Funniest thing, though, was when his 60 year old mother took his niece on her BD and they BOTH got tattoos.  All he did then was make a face and roll his eyes!  :hysterical:


----------



## EAM (Apr 19, 2009)

I wonder what tattoos look like 50 years later.  What happens as you start getting wrinkle?


----------



## Gramma5 (Apr 19, 2009)

My son got 4 tattoo's when he was in the Marines 20 years ago. They were definitely done at a rebellious time in his life. Now that he has 3 children and a total change of heart, he has many regrets and tat's are one of them. He has had one removed already  and is hoping to have atleast one other done. They are in color and are very expensive to remove by laser. Much more $ than having them put on. Expensive lesson to learn......and a challenge to explain to children.....
Of course, small tattoo's are very popular today even with some seniors!


----------



## dougp26364 (Apr 19, 2009)

I think I would contact the local health department to see if they keep records relating to the tattoo parlors in your area.


----------



## caribbeansun (Apr 19, 2009)

So she's not going to get a  tramp stamp?



pjrose said:


> In a weak moment months ago I agreed that DD could have a tattoo after 11th grade if she meets a goal she is working toward.  It has to be small (2"), inconspicuous (backside), and pretty (butterfly, flower).


----------



## CarolF (Apr 19, 2009)

EAM said:


> I wonder what tattoos look like 50 years later.  What happens as you start getting wrinkle?
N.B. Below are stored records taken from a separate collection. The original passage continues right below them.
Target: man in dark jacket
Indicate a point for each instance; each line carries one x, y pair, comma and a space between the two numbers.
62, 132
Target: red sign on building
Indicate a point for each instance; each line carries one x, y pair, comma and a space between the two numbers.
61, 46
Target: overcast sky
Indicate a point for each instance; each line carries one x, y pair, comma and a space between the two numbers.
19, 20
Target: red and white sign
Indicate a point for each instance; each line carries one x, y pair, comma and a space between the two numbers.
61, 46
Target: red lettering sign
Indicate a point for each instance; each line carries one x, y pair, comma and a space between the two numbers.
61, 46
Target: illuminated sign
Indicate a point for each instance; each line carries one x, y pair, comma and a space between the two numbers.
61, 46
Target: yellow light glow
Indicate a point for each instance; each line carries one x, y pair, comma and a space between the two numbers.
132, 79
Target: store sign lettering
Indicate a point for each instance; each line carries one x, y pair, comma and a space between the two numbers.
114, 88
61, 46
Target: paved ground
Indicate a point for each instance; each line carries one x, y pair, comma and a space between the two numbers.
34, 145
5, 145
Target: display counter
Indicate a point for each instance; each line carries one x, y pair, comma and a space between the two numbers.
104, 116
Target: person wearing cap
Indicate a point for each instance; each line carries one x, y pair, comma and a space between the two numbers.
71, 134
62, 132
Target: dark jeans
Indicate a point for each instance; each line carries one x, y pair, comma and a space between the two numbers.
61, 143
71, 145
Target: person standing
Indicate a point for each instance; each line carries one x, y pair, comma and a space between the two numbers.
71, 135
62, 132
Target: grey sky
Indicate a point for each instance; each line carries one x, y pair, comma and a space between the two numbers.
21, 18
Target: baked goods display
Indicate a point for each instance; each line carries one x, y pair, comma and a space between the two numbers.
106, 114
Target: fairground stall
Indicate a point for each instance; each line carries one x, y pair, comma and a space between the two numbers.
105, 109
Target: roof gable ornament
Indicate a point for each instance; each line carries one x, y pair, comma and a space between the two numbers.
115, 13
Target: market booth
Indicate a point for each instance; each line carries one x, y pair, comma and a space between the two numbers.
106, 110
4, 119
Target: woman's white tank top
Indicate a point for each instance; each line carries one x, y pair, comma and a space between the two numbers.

... and what about stretch marks, cellulite, melanoma removals, and just generally aquiring a few love handles.  Remember those upper arm bands that were so fashionable a few years back - I wonder if they will end up looking like saggy elastic bands flapping when waving or dancing



caribbeansun said:


> So she's not going to get a  tramp stamp?



sadly, a bit of back surgery rearranges the artwork somewhat.


----------



## Talent312 (Apr 19, 2009)

I'm one of those who doesn't understand the desire to treat one's body as a sales-counter for various flee-market type stuff, either shiny or inked.  No rings or studs in my ears, eyebrows, or thru any other body part.  No artwork, and no bells on my toes.  Just one ring on my finger and that's it.  BAH HUMBUG.


----------



## Kay H (Apr 19, 2009)

chellej said:


> The first thing dd did when she turned 18 was to go get a tatoo. I wasn't happy at the time but actually do like it.  She went to an tatoo artist recomended by a friend.  She got a 2nd tatoo last may when we were in Hawaii.  It is on her ankle and the lines are not near as clean as the plumeria.  She is careful to put sunscreen on it because it can lighten.  Look at samples of their work so you are comfortable that they will do a nice job.  The health dept in your state may also license them - you could check and see if they have any violations. (Click the image to see the tatoo)



Not only is the tatoo attractive (for a tattoo) but your daughter is beautiful.


----------



## moonstone (Apr 19, 2009)

When ex-DIL was in labour 5 years ago with DGS and requested an epidural the anesthetist wouldnt give her one because she had a tattoo (3yrs old) right in the area he needed to inject. He told her she could have a general or go thru labour naturally! He said he was refusing to do epidurals more often lately & that tattoo parlors should be advising young women of the consequence of getting a tattoo in their lower back. DIL was very upset (& in a lot of pain!) but a little while later a new anesthetist came on duty and he agreed to do the epidural by finding a little spot where there was no ink.
Just something else to think about.
~Diane


----------



## pjrose (Apr 19, 2009)

*thanks - and keep the posts coming!*

I appreciate and agree with all the posts so far.  Chellej's daughter is gorgeous, and the tattoo is also attractive.  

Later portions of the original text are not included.